Blood Simple (le titre français Sang Pour Sang a disparu depuis longtemps dans les méandres de l'oubli) n'est pas non plus qu'un simple hommage aux films d'antan qui ont certainement bercés la culture cinématographique des Coen. C'est aussi un film brillant qui n'est absolument pas un polar comme on a l'habitude d'en voir, ni un énième film noir étriqué qui ne sait plus comment utiliser des ficelles épuisées. C'est une véritable tragédie antique, inexorable, où le seul aboutissement logique est la mort sous toutes ses formes : mort de la chair et mort de l'âme. Et suivre ce trio se rouler dans l'ignominie calculée donne froidement chaud.
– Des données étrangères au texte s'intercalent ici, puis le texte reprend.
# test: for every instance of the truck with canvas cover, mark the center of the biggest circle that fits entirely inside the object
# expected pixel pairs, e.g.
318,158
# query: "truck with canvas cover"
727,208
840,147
Le génie des Coen est celui de parvenir à faire fusionner deux histoires en même temps : celle que raconte le scénario et celle qui est créée par la mise en scène, chacune permettant de mieux mettre l'autre en valeur. Ils nous embarquent ici dans un jeu de piste fantastique, hors des sentiers battus où les personnages se trahissent, se flinguent, s'enterrent (vivants) et expriment difficilement leurs sentiments amoureux. Une atmosphère chauffée à blanc où tous les ingrédients s'harmonisent sans pour autant se mélanger. Avec de la dérision et du sarcasme qui rythment des images travaillées au rasoir dont l'esthétisme glacé apporte une couleur délibérément baroque.
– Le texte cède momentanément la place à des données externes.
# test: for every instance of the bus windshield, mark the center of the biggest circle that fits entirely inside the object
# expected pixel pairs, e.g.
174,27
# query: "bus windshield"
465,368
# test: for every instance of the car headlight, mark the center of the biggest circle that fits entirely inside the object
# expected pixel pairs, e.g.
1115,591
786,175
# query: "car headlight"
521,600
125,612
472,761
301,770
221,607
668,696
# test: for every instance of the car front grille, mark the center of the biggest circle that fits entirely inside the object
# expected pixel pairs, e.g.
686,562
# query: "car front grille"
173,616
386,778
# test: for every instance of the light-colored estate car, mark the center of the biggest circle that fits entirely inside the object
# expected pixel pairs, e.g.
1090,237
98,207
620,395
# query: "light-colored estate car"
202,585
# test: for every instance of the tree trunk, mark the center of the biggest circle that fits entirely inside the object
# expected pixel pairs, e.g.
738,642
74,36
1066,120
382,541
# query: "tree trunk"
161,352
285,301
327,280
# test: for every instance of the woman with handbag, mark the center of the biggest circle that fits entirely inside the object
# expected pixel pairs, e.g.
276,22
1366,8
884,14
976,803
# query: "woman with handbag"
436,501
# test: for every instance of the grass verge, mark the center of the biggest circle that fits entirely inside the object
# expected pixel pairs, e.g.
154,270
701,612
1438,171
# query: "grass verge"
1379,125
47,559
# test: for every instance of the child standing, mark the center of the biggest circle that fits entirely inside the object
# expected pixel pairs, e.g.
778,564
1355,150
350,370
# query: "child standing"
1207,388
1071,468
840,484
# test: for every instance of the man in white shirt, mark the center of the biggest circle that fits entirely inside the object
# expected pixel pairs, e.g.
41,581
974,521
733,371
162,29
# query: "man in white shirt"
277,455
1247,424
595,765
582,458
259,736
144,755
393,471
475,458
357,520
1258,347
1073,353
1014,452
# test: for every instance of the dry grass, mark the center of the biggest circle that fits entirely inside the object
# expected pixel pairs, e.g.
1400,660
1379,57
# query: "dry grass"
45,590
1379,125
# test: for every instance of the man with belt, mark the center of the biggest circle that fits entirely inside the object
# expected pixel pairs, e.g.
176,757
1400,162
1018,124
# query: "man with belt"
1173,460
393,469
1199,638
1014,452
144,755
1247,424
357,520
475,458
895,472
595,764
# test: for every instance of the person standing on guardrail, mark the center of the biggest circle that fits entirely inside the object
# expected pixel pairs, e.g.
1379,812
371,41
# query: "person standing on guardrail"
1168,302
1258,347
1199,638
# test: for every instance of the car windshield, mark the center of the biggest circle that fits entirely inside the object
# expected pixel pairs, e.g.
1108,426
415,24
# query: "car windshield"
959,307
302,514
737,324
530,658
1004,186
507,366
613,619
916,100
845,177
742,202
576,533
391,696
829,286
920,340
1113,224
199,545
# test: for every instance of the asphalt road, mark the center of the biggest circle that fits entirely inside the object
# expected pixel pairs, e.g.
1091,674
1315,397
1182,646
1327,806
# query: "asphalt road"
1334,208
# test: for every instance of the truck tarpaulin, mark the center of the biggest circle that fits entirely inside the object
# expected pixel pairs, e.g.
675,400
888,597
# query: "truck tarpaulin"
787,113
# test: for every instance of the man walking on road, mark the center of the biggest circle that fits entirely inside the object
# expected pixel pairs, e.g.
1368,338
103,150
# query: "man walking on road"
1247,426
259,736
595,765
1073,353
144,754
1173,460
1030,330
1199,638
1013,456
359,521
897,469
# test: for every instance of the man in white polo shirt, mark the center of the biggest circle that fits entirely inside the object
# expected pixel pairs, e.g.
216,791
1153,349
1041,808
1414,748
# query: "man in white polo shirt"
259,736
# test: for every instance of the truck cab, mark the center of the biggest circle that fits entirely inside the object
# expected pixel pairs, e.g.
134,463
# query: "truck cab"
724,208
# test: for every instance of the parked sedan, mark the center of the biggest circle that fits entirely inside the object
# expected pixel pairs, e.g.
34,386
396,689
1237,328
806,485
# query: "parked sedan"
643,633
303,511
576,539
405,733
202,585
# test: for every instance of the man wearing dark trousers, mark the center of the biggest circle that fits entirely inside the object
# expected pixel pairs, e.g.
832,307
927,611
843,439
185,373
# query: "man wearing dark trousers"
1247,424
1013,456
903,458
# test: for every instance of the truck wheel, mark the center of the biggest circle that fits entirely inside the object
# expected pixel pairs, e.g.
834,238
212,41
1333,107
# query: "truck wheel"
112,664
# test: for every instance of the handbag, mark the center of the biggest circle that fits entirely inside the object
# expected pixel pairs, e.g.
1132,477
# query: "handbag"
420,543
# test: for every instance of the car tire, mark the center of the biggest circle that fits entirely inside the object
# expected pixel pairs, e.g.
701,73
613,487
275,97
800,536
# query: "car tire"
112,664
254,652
Avec ce premier film, les frères Coen montrent déjà combien ils sont joueurs. Ils jouent avec leurs personnages, leur caméra, leurs spectateurs. Brouillant les cartes, mélangeant les genres et tentant des figures de style insensées tout en étant suffisamment agiles pour retomber à chaque fois sur leurs pieds. Ce désir de briser les limites d'un genre trop longtemps cloisonné peut, il est vrai, les pousser parfois jusqu'au cabotinage. Mais leur spectacle est vraiment trop éclatant pour qu'on ne s'y laisse pas prendre. Et le temps écoulé depuis a maintes fois démontré que ces deux-là sont de réels prodiges.